What’s on the Menu?, recently awarded the American Historical Association’s Roy Rosenzweig Prize for Innovation in Digital History, is a project of the NYPL Labs with support from the National Endowment for the Humanities. The New York Public Library’s Rare Books Division houses almost 40,000 restaurant menus dating from the 1840s to the present; over 10,000 are currently available online.
What’s on the Menu? is what is known as a “crowdsourced” project, with volunteers transcribing the menus. As of Friday November 4, 2011, there have been 606,311 dishes transcribed from 10,430 menus. Click on “Dishes” to see a list of individual dishes recently added from menus. Sound interesting? You can volunteer too! Just click on “Start transcribing!” on the collection’s homepage to get started.

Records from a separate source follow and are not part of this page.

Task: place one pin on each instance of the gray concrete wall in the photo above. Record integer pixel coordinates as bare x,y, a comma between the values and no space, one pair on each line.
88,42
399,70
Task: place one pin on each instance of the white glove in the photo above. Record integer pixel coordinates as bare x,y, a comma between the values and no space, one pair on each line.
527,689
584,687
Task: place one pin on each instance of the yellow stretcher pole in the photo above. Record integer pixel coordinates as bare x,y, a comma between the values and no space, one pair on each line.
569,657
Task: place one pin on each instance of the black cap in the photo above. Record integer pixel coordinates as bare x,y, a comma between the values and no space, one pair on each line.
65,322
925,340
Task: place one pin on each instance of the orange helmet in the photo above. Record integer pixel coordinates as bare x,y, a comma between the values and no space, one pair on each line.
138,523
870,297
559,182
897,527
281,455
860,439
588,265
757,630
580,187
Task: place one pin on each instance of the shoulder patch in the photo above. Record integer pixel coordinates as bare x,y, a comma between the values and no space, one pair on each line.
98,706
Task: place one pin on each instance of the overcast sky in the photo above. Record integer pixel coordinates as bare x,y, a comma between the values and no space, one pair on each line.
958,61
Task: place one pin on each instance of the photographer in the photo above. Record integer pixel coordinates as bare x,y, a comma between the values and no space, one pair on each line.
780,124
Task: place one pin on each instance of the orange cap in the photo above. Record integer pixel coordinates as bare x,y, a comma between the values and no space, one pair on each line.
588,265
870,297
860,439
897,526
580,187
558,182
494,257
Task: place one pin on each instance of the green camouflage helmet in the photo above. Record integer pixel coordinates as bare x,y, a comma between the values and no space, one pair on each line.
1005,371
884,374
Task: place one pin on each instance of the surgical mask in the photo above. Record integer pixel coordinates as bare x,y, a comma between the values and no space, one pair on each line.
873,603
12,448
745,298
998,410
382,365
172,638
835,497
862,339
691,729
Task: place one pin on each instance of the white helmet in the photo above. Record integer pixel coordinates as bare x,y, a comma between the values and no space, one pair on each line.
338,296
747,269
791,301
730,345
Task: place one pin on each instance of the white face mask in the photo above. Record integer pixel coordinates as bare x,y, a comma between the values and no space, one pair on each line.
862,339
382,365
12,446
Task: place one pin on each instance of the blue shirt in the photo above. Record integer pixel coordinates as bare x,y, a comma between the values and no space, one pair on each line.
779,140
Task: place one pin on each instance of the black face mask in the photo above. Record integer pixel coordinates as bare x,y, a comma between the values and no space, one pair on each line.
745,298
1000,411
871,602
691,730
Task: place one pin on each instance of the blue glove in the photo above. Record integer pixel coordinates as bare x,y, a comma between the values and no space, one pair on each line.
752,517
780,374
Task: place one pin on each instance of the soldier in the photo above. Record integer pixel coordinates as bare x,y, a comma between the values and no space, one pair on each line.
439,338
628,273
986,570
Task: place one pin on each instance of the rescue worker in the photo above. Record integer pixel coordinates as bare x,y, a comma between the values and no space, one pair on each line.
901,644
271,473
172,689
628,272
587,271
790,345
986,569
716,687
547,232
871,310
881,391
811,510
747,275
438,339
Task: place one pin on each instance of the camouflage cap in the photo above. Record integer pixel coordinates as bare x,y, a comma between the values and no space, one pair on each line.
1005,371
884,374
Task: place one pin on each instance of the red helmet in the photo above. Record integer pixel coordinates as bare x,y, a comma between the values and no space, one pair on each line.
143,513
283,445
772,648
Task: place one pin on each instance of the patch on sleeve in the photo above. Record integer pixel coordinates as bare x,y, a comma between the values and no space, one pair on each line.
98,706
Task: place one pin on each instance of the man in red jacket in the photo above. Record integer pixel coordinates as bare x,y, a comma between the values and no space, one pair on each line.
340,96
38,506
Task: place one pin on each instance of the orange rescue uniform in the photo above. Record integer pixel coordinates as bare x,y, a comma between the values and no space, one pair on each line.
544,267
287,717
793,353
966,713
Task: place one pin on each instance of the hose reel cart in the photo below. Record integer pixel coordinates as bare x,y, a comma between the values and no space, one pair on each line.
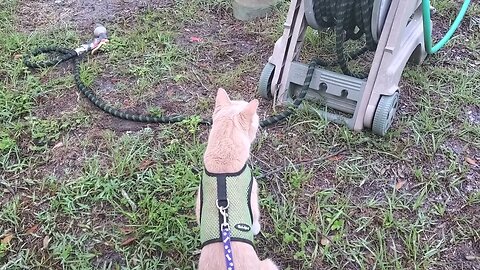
393,29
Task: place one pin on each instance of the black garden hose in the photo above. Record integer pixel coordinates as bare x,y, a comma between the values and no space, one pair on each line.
351,19
68,54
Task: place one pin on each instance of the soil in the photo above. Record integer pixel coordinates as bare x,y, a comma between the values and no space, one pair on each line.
65,162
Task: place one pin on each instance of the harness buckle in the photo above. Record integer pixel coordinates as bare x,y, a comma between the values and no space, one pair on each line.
223,212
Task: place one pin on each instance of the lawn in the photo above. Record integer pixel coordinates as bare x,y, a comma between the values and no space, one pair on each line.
80,189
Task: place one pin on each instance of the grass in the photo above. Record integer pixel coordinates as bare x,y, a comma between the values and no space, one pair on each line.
81,190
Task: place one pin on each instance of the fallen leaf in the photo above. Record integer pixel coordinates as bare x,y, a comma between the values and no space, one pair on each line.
400,184
60,144
33,229
471,258
6,240
146,164
325,241
128,241
127,230
471,161
195,39
46,241
335,158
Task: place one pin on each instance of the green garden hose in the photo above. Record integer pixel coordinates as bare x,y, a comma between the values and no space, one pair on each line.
427,26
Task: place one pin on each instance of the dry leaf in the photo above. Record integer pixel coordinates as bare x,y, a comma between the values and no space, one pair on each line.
195,39
128,241
60,144
471,258
146,164
471,161
325,241
335,158
400,184
127,230
33,229
46,241
6,240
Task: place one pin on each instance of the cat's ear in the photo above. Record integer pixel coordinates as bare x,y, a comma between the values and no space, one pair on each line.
249,111
222,98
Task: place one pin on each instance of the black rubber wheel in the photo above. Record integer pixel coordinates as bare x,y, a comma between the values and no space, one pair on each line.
385,113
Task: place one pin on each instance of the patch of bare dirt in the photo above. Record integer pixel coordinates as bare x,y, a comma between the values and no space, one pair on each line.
83,14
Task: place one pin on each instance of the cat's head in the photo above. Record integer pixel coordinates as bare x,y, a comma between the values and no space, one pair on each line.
242,114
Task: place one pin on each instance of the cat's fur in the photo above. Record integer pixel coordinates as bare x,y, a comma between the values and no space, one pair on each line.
235,124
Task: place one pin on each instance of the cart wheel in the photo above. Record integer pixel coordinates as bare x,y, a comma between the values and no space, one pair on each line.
265,83
386,109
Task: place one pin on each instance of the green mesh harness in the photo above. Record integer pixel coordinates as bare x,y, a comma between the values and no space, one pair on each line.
234,190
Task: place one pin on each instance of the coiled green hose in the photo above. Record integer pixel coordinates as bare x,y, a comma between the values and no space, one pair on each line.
427,26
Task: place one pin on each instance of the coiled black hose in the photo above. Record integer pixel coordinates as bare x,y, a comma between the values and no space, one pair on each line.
351,19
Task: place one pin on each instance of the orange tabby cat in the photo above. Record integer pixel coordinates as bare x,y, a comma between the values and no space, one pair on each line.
235,124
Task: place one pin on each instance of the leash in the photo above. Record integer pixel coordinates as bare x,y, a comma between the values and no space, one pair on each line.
101,39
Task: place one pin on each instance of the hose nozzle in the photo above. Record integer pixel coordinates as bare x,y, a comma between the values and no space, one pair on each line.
100,38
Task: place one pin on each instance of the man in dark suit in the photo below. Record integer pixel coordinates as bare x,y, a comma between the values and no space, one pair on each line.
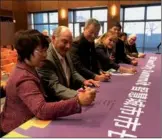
59,77
120,55
83,53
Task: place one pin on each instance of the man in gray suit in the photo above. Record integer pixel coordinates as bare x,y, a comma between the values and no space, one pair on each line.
59,77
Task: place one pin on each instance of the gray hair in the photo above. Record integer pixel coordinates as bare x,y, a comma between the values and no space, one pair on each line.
58,30
93,21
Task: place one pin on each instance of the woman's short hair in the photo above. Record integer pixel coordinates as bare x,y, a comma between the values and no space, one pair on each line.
25,42
101,39
123,34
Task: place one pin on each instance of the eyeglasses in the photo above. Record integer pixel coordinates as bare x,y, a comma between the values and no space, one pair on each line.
41,52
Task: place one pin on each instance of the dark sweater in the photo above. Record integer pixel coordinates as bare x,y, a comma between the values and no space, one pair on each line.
103,55
83,56
131,50
120,55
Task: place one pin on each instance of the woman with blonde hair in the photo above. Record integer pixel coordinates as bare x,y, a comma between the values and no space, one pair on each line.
131,49
105,49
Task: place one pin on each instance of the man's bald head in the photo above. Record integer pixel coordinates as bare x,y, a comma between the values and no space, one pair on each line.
60,30
62,39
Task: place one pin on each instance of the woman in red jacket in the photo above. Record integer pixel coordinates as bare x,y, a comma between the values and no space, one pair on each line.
24,93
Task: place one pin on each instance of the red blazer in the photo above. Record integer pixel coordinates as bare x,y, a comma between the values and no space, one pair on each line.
24,100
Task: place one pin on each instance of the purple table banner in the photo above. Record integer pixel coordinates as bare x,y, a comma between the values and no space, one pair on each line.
127,106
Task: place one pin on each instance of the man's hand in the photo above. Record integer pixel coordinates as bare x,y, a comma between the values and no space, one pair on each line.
87,96
134,62
91,82
104,76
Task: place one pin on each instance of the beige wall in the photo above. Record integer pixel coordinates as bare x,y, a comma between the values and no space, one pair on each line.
21,7
53,5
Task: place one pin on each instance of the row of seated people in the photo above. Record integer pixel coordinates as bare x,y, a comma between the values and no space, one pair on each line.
57,79
8,60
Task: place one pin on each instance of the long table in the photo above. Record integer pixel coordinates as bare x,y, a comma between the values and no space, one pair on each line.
124,107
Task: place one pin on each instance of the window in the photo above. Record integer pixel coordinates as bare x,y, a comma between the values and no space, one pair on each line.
43,21
135,28
134,13
154,12
78,17
146,25
82,16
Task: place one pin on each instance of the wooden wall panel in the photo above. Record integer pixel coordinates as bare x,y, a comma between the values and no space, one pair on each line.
6,37
33,6
86,4
49,5
6,13
20,14
6,4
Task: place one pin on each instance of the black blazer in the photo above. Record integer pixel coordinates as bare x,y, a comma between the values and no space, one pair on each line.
83,55
103,58
131,50
54,79
120,55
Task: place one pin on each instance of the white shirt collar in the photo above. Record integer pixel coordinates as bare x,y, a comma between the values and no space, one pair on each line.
57,53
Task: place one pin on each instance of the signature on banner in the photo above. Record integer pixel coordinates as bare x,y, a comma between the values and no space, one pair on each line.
134,104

Need more ideas? Curious about the history of food preparation? Check out these resources:
- Home Economics Archive: Research, Tradition, History (HEARTH): A Cornell University Library digital collection, freely available, of books and journal in Home Economics and related disciplines, published between 1850 and 1950.
- Michael Symons, A History of Cooks and Cooking (2000)
- Stewart Lee Allen, In the Devil’s Garden: A Sinful History of Forbidden Food (2002)
- Beverly Bundy, The Century in Food: America’s Fads and Favorites (2002)
- Leslie Brenner, American Appetite: The Coming of Age of a Cuisine (1999)
And on a lighter note, check out James Lileks’ Gallery of Regrettable Food, which pokes not-so-gentle fun at mid-20th-century cookbooks.